К концу декабря Леа наконец получила почту из Парижа: письма от Франсуазы и Альбертины и по одному от Лорана и Франсуа. Она побежала в комнату, которую делила с Жаниной Ивуа, и распечатала письмо от Франсуа.
«Мое дорогое сердечко, я
Франсуа».
При чтении ее тело вспоминало ласки любовника. Волна нежности окатила ее.
«Я тоже люблю его».
Со счастливой улыбкой она засунула письмо под лиф, чтобы сохранить его на своей груди, этот листок бумаги, которого касалась его рука..
Она открыла письмо Франсуазы.
«Моя дорогая сестричка, мы живем здесь благодаря торговле Лауры, которая поставляет нам немного угля и еды. Она поручила мне поцеловать тебя и сказать, что все идет хорошо. К нам приехала Руфь. Ты не узнала бы ее, теперь это старая женщина, вздрагивающая от малейшего шума. Мы наняли нового нотариуса для ведения наших дел, нашли управляющего для виноградников Монтийяка. Но до лета необходимо принять решение: должны мы продавать имение или нет? Лаура и я склоняемся к продаже, слишком много печальных воспоминаний связано с этим домом и с этим местом.
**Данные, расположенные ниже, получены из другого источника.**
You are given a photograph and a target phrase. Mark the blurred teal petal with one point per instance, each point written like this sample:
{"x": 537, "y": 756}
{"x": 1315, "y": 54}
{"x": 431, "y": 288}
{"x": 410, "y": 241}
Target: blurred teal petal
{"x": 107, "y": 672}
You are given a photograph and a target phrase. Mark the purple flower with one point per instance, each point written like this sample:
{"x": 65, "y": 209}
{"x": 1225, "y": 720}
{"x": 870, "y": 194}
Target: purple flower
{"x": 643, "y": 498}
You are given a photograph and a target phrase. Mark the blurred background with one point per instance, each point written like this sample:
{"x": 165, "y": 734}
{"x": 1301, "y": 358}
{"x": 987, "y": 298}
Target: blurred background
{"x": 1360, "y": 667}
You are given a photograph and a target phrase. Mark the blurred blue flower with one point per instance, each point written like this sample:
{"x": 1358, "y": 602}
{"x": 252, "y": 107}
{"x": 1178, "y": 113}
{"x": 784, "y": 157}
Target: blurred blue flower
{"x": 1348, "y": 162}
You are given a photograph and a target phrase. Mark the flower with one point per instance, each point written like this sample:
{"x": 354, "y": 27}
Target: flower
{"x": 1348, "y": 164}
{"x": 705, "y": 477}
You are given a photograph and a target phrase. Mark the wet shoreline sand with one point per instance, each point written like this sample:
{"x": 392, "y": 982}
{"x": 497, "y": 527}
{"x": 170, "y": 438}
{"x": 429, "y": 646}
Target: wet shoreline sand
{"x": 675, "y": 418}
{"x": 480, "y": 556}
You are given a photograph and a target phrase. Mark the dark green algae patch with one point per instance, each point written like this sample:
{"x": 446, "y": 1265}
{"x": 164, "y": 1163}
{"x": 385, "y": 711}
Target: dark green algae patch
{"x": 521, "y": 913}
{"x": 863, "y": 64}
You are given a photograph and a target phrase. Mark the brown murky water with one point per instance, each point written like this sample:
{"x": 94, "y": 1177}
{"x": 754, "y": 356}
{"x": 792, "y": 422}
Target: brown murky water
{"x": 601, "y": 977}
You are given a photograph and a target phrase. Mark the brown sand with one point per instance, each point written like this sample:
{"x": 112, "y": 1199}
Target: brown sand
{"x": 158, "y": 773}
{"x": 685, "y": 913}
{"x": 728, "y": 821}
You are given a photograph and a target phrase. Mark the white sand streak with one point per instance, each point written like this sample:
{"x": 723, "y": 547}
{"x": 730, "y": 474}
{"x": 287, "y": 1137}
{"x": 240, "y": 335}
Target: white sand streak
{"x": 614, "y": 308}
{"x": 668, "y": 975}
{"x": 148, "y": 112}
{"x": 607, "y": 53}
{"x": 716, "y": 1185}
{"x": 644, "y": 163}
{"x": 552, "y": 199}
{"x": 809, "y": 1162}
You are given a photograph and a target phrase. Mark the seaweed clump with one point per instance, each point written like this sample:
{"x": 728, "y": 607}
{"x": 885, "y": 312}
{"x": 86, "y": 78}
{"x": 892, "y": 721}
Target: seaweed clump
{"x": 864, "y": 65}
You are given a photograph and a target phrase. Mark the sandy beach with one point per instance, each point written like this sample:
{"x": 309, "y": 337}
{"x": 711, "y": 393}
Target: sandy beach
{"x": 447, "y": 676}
У нас нет денег на восстановление дома, и сознание, что он лежит в руинах, приводит нас в отчаяние. Ума не приложу, что делать.
Пьер чувствует себя хорошо, вовсю бегает. У него еще только шесть зубов, я спрашиваю себя, нормально ли это. Шарль — мальчик, слишком умный и слишком молчаливый для своего возраста. Он часто хочет тебя видеть, особенно ночью. В остальном все идет нормально. Тетушки тоже стареют все больше, но остаются изысканно-вежливыми с нами. Мои волосы отрастают, скоро я смогу ходить без тюрбана. Об Отто ничего неизвестно, но я чувствую, что он жив. Ужасно ничего не знать о том, кого любишь, и не иметь возможности ни с кем поговорить о нем, кроме как изредка с Лаурой.
Руфь приняла весть об освобождении Страсбурга с волнением, которое ты поймешь. «Очищение» продолжается по-прежнему. Так повелось, что осужденными оказываются не самые виновные. Все слушают французскую радиостанцию в Баден-Бадене. Однажды во время гала в честь Сопротивления в Комеди Франсез было прочитано стихотворение, посвященное генералу де Голлю. Это был мой первый выход. Я заметила среди собравшихся две или три головы в маленьких тюрбанах… Около меня один журналист говорил своему соседу, что эти стихи были написаны в 1942 году в честь маршала Петена и что теперь автор немного изменил их.
«Господин маршал, вот Франция в ваших руках. У нее остались только вы, и она понемногу оживает.
Франция, слушай этого старца, склонившегося над тобой и говорящего с тобой как отец».
Забавно? Нет? Лаура притащила меня в бар гостиницы «Крийон», где теснится толпа дам в форме английских и американских офицеров разных родов войск, соревнующихся в элегантности. Я узнала шедшую под руку с английским полковником прежнюю любовницу немецкого генерала. Она тоже узнала меня и подмигнула, как бы говоря: «Ну и работенка!»